# Ftp



## mr_ed (16. April 2002)

Hallo zusammen,
ich weiß nicht ob das hier richtig ist, aber ich habe folgendes Problem:
Ich benutze WS_FTP und habe auf meinem Server ziemlich viele Verzeichnisse, in denen Dateien sind, welche ich löschen möchte. Allerdings sagt mir das Programm immer ich kann das entsprechende Verzeichnis nicht löschen, da es Unterverzeichnisse bzw. Dateien enthält.Ich habe jedenfalls sch... viele Baumstrukturen auf meinem Server und keine Zeit u. Lust alle Unterverzeichnisse mühsam zu entleeren bevor ich sie löschen kann.

Gibt es ein Programm das Verzeichnisse auf einem Server löschen kann, auch wenn dort Dateien drin sind?

Danke


----------



## Flex (16. April 2002)

Hm, also ich benutze LeapFTP und hab absolut keine Probleme damit...

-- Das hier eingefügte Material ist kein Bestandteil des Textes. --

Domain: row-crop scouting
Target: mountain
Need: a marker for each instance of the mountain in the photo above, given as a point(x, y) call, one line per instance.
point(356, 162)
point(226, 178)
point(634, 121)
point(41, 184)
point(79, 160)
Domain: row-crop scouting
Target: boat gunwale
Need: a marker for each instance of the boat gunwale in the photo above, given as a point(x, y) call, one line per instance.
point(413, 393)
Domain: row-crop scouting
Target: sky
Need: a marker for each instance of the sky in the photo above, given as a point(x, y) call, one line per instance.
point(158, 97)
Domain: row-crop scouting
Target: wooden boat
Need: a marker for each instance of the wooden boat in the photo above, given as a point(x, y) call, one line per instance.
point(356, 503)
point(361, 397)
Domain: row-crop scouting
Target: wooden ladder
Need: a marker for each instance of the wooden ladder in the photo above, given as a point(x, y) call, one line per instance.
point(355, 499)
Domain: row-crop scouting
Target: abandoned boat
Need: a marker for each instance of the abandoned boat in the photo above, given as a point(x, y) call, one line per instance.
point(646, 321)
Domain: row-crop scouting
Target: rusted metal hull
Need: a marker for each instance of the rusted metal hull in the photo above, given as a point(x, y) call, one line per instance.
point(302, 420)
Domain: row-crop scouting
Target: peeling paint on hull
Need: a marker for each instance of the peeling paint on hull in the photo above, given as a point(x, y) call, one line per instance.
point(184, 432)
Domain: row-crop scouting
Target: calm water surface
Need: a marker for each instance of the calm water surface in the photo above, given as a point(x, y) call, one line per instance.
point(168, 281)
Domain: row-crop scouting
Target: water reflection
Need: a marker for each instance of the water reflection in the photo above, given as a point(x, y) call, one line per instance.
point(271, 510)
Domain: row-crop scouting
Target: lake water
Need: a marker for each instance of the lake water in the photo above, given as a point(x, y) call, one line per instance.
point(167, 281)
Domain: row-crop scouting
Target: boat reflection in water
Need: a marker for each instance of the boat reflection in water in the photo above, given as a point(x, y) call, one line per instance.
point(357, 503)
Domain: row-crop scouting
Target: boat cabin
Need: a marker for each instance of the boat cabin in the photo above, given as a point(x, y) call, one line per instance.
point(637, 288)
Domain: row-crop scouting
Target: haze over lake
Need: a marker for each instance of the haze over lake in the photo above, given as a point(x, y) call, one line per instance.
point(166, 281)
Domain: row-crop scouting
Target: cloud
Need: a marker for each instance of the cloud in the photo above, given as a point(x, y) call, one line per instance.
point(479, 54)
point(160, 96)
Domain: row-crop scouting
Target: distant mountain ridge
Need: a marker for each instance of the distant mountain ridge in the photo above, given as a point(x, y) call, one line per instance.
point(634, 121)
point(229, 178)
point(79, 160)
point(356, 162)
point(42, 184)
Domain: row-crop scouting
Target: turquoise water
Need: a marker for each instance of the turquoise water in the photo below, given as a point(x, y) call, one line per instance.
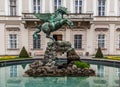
point(12, 76)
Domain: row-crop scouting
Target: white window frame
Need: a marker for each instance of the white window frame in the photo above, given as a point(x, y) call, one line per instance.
point(13, 6)
point(101, 7)
point(37, 42)
point(101, 41)
point(13, 71)
point(57, 4)
point(118, 72)
point(101, 70)
point(15, 41)
point(119, 41)
point(78, 6)
point(78, 41)
point(37, 6)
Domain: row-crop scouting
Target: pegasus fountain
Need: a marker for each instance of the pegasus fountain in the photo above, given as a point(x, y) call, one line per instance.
point(50, 66)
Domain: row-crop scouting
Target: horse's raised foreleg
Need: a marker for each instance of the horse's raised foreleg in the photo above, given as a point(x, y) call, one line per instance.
point(48, 36)
point(35, 35)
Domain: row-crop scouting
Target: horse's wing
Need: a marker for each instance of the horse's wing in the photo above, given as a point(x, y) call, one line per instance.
point(45, 17)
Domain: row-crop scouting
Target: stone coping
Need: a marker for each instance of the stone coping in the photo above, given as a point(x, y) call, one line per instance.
point(106, 62)
point(112, 63)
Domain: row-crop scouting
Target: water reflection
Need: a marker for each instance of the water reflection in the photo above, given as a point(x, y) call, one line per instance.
point(12, 76)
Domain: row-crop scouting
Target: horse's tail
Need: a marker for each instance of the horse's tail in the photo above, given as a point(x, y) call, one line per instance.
point(35, 35)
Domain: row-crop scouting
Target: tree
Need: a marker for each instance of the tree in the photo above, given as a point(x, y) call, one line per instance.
point(99, 53)
point(23, 53)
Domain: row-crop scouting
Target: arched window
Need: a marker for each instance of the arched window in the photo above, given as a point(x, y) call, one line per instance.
point(37, 42)
point(13, 7)
point(101, 40)
point(78, 6)
point(78, 41)
point(101, 7)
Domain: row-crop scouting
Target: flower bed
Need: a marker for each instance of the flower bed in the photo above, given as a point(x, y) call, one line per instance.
point(113, 57)
point(7, 57)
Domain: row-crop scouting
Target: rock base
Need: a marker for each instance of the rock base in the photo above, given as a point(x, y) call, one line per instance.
point(49, 67)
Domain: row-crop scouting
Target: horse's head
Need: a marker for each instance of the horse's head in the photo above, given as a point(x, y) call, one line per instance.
point(69, 23)
point(63, 10)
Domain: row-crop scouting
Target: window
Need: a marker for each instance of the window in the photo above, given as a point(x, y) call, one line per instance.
point(101, 7)
point(119, 41)
point(12, 7)
point(36, 42)
point(100, 70)
point(13, 41)
point(78, 6)
point(118, 72)
point(13, 71)
point(101, 40)
point(57, 4)
point(36, 6)
point(78, 41)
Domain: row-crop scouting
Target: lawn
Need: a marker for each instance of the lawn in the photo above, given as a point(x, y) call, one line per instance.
point(112, 57)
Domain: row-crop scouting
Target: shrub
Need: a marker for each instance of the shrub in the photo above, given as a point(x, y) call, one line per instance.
point(99, 53)
point(23, 53)
point(81, 64)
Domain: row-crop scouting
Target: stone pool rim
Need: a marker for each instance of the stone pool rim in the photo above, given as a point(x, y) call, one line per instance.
point(112, 63)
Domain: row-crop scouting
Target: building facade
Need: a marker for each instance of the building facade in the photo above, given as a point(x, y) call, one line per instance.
point(96, 24)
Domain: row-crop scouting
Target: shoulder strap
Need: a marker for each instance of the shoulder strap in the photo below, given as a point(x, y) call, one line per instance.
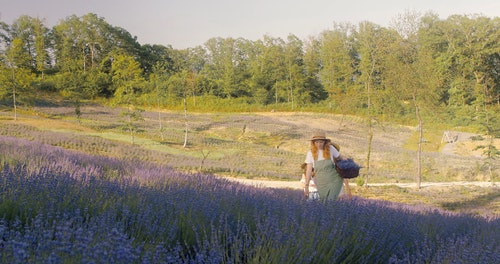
point(335, 145)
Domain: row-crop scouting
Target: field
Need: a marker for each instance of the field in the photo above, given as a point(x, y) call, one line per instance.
point(88, 189)
point(271, 146)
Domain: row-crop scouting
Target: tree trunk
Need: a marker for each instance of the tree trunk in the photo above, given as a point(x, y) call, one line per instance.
point(185, 119)
point(420, 139)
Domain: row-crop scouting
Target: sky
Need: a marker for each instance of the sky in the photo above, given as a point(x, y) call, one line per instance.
point(189, 23)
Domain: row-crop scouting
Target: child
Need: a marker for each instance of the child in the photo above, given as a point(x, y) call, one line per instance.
point(313, 191)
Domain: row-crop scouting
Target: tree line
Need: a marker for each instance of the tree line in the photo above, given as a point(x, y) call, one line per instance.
point(419, 66)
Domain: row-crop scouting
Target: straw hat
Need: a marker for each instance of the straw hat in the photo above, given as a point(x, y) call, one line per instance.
point(319, 135)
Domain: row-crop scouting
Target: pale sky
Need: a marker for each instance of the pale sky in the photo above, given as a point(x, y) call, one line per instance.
point(189, 23)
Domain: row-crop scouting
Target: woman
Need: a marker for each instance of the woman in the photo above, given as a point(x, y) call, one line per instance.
point(320, 157)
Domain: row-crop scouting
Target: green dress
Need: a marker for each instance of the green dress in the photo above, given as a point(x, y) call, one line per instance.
point(328, 181)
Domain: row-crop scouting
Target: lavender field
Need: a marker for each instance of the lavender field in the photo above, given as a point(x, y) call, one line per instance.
point(64, 206)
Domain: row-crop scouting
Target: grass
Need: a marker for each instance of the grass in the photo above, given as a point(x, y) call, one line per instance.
point(268, 145)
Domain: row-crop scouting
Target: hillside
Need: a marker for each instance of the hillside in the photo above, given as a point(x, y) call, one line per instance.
point(254, 145)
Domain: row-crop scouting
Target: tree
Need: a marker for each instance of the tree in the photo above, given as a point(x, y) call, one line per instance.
point(337, 61)
point(373, 42)
point(128, 81)
point(294, 67)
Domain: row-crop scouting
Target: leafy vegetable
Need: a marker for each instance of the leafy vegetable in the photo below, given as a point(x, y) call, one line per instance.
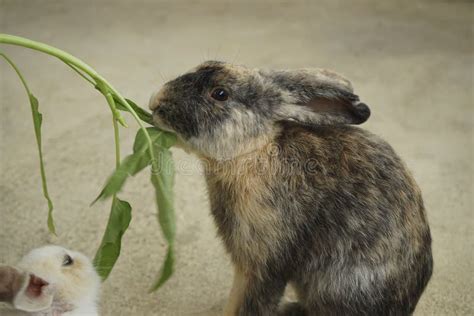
point(151, 148)
point(109, 249)
point(142, 114)
point(163, 181)
point(37, 121)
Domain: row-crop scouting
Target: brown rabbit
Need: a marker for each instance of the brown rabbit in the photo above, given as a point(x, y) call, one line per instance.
point(298, 195)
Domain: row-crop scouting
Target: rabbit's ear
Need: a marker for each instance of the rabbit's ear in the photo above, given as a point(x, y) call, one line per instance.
point(317, 97)
point(34, 295)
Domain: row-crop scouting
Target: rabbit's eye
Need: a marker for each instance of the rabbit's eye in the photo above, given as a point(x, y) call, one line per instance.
point(219, 94)
point(67, 261)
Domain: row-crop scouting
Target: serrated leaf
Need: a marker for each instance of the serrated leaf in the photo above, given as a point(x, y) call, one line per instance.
point(162, 178)
point(109, 249)
point(137, 161)
point(37, 121)
point(144, 115)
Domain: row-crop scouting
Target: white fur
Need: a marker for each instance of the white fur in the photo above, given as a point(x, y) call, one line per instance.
point(76, 287)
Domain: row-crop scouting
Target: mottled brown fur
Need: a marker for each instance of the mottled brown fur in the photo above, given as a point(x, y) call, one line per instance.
point(298, 195)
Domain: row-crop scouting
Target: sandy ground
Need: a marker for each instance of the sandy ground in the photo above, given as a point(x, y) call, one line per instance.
point(410, 60)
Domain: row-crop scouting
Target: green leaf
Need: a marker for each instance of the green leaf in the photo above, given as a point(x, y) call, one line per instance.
point(37, 121)
point(163, 182)
point(137, 161)
point(144, 115)
point(162, 178)
point(109, 249)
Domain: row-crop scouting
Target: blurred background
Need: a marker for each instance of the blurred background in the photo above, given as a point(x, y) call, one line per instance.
point(411, 61)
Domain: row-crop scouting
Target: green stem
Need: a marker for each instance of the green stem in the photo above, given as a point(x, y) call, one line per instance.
point(79, 64)
point(111, 103)
point(23, 81)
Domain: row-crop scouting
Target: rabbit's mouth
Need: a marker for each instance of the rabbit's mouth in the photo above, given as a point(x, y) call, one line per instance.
point(160, 123)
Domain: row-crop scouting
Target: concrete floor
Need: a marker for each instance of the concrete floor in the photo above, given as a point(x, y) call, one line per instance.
point(411, 61)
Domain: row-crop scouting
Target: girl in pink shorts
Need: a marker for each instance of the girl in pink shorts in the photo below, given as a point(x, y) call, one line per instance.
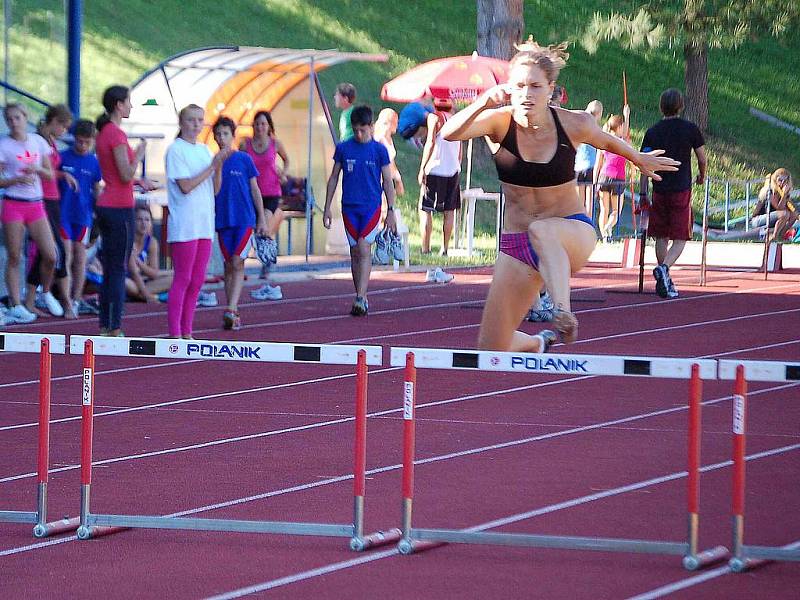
point(25, 162)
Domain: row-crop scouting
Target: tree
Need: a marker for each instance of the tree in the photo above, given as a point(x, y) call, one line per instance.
point(500, 26)
point(698, 25)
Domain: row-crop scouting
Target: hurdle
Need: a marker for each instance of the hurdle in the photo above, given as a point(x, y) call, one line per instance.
point(46, 345)
point(94, 524)
point(418, 539)
point(746, 556)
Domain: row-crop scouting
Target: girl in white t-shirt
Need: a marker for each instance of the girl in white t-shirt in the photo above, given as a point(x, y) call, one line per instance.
point(25, 162)
point(193, 178)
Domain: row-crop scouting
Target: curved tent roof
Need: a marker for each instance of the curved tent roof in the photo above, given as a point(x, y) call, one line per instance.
point(238, 81)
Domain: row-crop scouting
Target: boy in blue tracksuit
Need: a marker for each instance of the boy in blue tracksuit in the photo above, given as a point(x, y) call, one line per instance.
point(366, 173)
point(238, 209)
point(77, 204)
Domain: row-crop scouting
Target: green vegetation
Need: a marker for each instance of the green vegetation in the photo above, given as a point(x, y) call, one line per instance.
point(122, 40)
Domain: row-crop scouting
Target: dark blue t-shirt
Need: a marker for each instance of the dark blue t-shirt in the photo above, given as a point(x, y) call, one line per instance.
point(413, 116)
point(76, 207)
point(676, 137)
point(233, 205)
point(361, 171)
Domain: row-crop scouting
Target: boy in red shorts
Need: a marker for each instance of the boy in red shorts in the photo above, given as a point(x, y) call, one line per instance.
point(671, 211)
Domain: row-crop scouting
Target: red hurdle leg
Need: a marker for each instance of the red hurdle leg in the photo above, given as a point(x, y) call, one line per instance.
point(359, 470)
point(694, 559)
point(87, 418)
point(45, 364)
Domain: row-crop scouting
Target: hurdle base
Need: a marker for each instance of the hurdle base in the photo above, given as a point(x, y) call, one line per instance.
point(43, 530)
point(712, 556)
point(18, 516)
point(375, 540)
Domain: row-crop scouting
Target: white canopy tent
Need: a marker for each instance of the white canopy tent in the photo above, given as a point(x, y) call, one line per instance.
point(238, 81)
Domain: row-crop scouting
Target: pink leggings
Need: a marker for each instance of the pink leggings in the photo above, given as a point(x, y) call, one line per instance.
point(189, 259)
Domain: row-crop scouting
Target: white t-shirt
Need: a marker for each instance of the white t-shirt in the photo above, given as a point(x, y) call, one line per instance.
point(15, 156)
point(191, 216)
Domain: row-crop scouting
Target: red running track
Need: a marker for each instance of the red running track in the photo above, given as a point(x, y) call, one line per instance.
point(581, 456)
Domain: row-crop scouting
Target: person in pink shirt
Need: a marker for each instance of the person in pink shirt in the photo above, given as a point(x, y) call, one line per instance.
point(611, 170)
point(114, 209)
point(25, 161)
point(57, 121)
point(264, 148)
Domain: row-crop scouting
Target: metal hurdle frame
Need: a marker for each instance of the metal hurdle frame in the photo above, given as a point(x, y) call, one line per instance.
point(46, 345)
point(417, 539)
point(93, 525)
point(741, 371)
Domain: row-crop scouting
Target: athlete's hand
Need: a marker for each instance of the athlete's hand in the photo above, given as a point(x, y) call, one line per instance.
point(650, 162)
point(499, 95)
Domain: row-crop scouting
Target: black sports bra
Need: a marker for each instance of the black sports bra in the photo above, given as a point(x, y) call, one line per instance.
point(513, 169)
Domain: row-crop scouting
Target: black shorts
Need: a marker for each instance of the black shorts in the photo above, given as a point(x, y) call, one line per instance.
point(441, 193)
point(271, 203)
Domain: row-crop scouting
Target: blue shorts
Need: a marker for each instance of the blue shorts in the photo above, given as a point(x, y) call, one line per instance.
point(75, 232)
point(361, 222)
point(235, 241)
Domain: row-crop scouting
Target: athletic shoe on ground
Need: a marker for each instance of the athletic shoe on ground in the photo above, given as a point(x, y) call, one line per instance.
point(437, 275)
point(360, 307)
point(380, 253)
point(207, 299)
point(266, 249)
point(661, 274)
point(396, 250)
point(19, 314)
point(267, 292)
point(231, 320)
point(53, 306)
point(672, 291)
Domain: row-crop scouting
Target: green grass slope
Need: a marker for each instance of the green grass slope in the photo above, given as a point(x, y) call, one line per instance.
point(121, 40)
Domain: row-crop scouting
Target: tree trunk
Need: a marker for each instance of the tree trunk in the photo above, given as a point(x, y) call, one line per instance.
point(500, 26)
point(696, 80)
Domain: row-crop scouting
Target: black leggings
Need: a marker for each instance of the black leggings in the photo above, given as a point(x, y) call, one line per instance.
point(53, 210)
point(116, 231)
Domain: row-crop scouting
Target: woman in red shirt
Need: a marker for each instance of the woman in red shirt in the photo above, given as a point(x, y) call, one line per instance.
point(115, 218)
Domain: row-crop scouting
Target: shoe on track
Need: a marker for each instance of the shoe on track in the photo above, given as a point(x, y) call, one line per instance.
point(360, 307)
point(661, 274)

Geh einfach auf download.com und such nach LeapFTP...

Da klappt alles... zumindest bei mir 

Have Fun


----------



## mr_ed (17. April 2002)

Puh, ich hatte mich erst verlesen und es mit LeachFTP probiert, hatte nicht geklappt... 
Aber mit LEAP funzt es endlich 
Danke


----------